All Michael Moore Wanna Do Is Boom, Boom, Boom, Boom
All Michael Moore Wanna Do Is Boom, Boom, Boom, Boom
Michael Moore, that great American gadfly, is getting ready to make the country even angrier than it is already. He released the trailer to his new movie today, and it already shows the usual Moore tics: surprise ambushes of the rich and powerful, honest interviews with unexpected sources, and a mockery of the eminently mockable President Bush. This time Moore is skewering the bank bailouts of 2008. The M.I.A.-soundtracked trailer for Capitalism: A Love Story is embedded below:
This movie—or at least the two minutes of it I've seen—is a normal Moore film being released in an abnormally angry time. Moore has always been at his best when he channels society's latent anger. Gun control, the war in Iraq, the health care crisis—Moore's shtick works when he serves as the catalyst for a larger conversation, not when he tries to crystallize the angry debate that has already taken place.
Which is why this film comes through at such an odd moment. The vitriol against the bank bailout happened last fall. The unreasonable populist backlash hit last winter. The town hall screams this summer are actually about government intervention, a legacy of the bailouts. The nation hasn't stopped screaming, moaning, and kvetching all year. By the time Moore's movie debuts in October, the nation's vocal chords will be hoarse.

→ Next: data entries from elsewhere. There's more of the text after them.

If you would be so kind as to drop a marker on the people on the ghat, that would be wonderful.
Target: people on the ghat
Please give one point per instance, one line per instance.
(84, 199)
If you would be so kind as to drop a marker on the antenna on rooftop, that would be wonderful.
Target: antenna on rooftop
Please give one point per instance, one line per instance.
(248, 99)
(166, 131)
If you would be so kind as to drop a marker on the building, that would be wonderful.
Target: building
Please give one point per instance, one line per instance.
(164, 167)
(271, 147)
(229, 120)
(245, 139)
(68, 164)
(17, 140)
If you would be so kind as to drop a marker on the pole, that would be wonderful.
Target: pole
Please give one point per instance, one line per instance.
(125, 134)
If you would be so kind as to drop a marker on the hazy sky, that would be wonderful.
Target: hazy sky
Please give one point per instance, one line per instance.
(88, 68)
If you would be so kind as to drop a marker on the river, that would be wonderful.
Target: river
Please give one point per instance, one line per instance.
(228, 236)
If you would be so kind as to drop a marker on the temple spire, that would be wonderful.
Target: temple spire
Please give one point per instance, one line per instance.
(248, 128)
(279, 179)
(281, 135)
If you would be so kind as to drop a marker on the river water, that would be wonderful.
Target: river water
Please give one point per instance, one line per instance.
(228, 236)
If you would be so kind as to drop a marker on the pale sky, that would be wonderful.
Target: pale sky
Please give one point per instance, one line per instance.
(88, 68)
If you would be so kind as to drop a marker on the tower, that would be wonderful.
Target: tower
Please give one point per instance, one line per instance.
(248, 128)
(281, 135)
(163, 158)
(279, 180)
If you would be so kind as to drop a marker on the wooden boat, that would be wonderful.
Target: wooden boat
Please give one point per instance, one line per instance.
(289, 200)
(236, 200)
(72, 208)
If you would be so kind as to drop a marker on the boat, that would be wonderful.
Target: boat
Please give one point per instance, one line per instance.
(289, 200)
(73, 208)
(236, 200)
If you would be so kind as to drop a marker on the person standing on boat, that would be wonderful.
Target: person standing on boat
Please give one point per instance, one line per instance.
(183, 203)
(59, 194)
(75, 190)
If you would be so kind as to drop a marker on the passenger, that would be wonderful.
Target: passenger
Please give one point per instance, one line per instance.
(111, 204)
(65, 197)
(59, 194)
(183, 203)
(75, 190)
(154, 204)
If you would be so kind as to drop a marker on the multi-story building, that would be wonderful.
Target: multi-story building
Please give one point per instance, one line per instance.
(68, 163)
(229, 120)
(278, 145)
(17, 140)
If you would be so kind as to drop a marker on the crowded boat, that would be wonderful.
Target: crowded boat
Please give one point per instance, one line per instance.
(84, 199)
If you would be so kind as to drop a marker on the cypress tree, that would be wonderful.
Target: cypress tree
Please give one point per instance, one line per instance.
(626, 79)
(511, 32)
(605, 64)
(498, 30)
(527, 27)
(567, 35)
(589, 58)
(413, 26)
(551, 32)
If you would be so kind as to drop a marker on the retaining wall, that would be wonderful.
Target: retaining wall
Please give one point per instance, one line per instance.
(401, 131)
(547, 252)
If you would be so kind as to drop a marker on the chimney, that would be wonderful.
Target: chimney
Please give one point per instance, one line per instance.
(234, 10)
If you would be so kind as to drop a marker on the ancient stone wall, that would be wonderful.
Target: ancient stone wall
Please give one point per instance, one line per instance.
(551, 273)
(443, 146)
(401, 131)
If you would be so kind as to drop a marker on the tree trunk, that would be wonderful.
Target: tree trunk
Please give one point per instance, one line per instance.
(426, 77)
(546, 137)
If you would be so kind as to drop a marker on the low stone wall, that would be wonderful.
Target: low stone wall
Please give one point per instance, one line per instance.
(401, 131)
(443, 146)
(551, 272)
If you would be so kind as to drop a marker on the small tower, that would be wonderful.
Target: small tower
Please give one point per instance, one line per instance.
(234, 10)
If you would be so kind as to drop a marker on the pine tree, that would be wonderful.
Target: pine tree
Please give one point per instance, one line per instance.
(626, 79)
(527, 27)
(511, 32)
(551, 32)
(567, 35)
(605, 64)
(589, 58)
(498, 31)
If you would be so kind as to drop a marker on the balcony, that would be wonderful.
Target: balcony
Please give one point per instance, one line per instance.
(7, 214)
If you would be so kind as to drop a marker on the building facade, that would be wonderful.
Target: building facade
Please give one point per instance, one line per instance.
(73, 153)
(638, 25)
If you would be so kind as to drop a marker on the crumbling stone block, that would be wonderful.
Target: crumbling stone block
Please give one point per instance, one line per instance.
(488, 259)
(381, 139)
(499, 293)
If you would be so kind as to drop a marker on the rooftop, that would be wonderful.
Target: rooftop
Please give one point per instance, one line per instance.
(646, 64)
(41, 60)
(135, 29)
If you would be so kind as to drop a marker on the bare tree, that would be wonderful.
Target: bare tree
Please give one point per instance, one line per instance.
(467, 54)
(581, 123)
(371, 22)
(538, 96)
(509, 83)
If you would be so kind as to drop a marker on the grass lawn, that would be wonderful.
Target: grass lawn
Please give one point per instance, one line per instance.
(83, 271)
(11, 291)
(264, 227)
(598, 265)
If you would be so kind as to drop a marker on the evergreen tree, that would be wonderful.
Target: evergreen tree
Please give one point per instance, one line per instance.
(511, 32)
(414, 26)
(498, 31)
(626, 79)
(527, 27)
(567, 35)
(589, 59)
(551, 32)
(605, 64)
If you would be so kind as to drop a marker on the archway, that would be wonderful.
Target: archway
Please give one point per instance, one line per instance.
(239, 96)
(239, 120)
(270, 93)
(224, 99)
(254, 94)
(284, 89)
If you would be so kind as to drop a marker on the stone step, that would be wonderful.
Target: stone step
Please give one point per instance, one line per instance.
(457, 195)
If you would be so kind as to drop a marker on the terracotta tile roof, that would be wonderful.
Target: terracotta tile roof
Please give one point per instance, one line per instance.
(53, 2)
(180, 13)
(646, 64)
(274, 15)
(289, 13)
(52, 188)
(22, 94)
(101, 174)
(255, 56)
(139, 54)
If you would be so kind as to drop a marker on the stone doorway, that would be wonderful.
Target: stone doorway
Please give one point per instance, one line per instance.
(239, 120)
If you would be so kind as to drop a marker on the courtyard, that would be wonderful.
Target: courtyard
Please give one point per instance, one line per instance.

Moore's anger appears to be directed at a different president than the country's. George Bush is Michael Moore's favorite straw man, and Moore's subject—the bank bailouts—are the legacy of a Bush administration. But these days the country is far more pissed at Obama, even if it's partly because of Bush policies. (The deficit, after all, didn't get to be $1.58 trillion on its own.) Bank bailouts may not be a thing of the past, but Bush is.
Most interesting, then, is what will happen if Moore does manage to rile people who see the movie. After all, we already know that people are capable of getting angry at Wall Street. But if Moore stokes anger among the populace, at whom will they direct it? An out-of-office president who isn't really accountable any more? Or a sitting president whose own term has been shaped by the events of his predecessor's? If Obama gets the brunt of it, it won't be the first time misdirected anger comes his way. Just ask the town hall protesters.